Por conseguinte, na situação nova que surge após a crise, o inimigo não está apenas no grupo golpista, mas naquelas forças reacionárias que, embora tendo adotado posição legalista, agora se opõem às mudanças na estrutura econômico-social. São estas forças o sustentáculo do compromisso com o imperialismo e o latifúndio. Pela lógica objetiva dos acontecimentos, tenderão a aliar-se aos golpistas para enfrentar as correntes nacionalistas e populares. Não é possível avançar sem superá-las, arrancá-las do poder.

Esta é precisamente a razão de ser da Frente de Libertação Nacional, que marca uma etapa nova e superior do movimento anti-imperialista e popular. Ao incluir exigências como a nacionalização imediata das empresas estrangeiras de serviços públicos (Light e Bond and Share) e a emenda constitucional que permita uma reforma agrária profunda, a “Declaração de Goiânia” reflete a radicalização dos objetivos desse movimento. É uma tomada de posição mais avançada que se impõe com uma força cada dia maior, não como fruto do desejo de quem quer que seja, mas em virtude do agravamento dos problemas do país. À medida que se avoluma a indignação popular, os grupos reacionários se dizem também partidários de reformas e formulam pseudo-soluções para a questão agrária, a remessa de lucros do capital estrangeiro ou a elevação do custo de vida. Torna-se necessário pois, que a forças populares contraponham soluções efetivas e profundas a fórmulas escamoteadoras como as “revisões agrárias” de Carvalho Pinto e Cid Sampaio, assim como à chamada lei antitruste e à regulamentação da remessa de lucros, enviadas ao Congresso por Jânio Quadros e encampadas pelo atual governo. Esta radicalização há de conduzir, certamente, a choques mais sérios com as forças reacionárias e à necessidade de derrotar as manobras conciliadoras.
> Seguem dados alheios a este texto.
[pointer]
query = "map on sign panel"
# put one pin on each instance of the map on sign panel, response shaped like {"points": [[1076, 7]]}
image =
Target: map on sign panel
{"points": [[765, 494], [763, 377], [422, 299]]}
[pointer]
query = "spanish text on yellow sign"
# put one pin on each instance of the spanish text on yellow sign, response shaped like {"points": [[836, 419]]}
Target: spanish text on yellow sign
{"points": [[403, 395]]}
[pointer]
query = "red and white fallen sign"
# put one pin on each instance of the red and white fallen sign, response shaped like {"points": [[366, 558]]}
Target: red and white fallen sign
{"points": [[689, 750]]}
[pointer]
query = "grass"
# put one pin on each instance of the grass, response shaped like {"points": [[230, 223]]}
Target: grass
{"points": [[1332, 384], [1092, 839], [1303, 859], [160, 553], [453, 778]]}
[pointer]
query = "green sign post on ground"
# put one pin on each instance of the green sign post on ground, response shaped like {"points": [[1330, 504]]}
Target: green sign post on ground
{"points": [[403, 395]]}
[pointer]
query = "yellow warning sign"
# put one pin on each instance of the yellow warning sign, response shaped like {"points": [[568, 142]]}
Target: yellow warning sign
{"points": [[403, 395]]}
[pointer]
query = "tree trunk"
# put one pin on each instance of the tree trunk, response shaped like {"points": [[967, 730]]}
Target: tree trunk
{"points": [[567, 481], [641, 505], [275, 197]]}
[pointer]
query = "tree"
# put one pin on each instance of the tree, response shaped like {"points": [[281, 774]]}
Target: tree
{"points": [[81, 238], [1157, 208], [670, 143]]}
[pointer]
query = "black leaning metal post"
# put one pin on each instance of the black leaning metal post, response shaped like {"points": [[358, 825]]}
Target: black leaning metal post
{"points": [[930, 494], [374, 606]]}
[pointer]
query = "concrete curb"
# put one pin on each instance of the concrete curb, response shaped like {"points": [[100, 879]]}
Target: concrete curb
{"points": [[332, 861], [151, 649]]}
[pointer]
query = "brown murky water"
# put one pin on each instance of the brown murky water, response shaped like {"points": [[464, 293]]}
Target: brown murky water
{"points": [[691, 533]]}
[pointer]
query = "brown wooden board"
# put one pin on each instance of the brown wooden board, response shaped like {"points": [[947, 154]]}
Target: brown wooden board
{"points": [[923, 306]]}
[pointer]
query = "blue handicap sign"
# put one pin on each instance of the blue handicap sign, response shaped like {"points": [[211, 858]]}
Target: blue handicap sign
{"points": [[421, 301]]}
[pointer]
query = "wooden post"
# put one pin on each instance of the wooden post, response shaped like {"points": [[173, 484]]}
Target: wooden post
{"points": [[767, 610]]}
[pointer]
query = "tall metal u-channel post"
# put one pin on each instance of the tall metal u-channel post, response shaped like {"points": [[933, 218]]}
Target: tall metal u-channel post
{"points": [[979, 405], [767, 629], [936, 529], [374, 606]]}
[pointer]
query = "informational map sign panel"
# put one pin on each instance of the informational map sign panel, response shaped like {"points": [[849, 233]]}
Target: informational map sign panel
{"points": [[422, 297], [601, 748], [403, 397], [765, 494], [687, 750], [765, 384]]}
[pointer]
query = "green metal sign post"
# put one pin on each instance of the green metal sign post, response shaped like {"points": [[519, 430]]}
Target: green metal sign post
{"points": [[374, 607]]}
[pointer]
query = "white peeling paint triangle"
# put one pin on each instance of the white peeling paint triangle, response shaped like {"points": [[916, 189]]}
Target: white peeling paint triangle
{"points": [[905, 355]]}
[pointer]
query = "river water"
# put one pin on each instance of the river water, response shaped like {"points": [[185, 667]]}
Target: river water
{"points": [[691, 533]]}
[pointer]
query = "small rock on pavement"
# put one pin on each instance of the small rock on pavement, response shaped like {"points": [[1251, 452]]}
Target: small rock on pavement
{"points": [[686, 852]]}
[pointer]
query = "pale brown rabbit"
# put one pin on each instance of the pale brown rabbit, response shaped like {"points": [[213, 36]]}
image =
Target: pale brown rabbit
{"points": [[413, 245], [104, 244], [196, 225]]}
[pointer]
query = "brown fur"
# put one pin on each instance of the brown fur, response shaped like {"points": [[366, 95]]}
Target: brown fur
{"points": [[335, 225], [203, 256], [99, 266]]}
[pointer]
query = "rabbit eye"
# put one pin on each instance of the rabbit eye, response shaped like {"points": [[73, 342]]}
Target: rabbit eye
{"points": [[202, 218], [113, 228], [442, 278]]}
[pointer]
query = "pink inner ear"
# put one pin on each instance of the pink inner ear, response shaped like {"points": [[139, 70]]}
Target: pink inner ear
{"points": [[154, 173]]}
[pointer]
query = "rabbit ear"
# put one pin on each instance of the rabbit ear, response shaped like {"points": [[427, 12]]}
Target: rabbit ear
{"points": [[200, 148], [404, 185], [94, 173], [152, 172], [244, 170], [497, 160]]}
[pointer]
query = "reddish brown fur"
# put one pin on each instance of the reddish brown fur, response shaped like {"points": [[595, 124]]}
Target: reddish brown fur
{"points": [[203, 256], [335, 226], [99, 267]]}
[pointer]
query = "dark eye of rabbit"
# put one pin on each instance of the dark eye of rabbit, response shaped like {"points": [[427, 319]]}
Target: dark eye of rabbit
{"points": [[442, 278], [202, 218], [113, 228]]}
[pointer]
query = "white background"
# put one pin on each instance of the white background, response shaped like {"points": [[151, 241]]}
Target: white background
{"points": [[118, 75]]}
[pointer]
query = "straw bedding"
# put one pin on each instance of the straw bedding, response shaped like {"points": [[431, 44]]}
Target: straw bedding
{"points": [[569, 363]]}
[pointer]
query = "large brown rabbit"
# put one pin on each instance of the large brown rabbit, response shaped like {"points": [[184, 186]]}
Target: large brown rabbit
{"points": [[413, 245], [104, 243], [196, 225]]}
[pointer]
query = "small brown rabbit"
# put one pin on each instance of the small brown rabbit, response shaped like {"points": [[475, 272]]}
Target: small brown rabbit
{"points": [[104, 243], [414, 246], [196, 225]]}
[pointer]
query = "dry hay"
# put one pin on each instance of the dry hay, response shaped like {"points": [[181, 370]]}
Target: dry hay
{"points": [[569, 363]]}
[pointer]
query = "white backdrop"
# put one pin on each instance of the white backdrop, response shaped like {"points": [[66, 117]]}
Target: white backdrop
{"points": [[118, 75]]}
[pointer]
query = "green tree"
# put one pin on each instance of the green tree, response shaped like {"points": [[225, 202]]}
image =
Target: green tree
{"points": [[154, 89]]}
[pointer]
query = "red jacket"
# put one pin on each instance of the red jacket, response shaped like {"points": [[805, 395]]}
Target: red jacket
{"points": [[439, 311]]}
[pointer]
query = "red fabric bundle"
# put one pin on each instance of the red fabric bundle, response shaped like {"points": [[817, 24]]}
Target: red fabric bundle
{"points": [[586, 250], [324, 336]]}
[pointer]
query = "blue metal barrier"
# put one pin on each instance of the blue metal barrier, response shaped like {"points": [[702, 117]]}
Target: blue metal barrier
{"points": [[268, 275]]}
A premência das reformas de base coloca na ordem do dia à necessidade de substituir o governo atual por um outro poder político, que represente as aspirações das massas trabalhadoras, das camadas médias e dos setores progressistas da burguesia, e possa, deste modo, empreender as transformações reclamadas. Uma poderosa ação de massas orientadas no sentido das reformas e contra a política de compromissos do atual gabinete poderá levar à sua queda e abrir caminho para a formação de um novo governo. Dentro do atual sistema parlamentar, porém, esta ação deve ser de tal ordem que no Parlamento se forme um bloco de forças capaz de oferecer a base necessária à constituição de um governo nacionalista e democrático. Não se pode omitir nesta solução o papel a ser desempenhado pelo Sr. João Goulart, caso se disponha realmente a ficar com o povo e não ao lado das forças reacionárias, com as quais tem conciliado até agora. Nem o Brasil é a Inglaterra, nem o Presidente Jango é a Rainha Elizabeth. A fim de cumprir os compromissos que o ligam aos trabalhadores e ao movimento nacionalista, o Sr. João Goulart tem condições de influir para a formação de um Conselho de Ministros que inspire confiança à nação.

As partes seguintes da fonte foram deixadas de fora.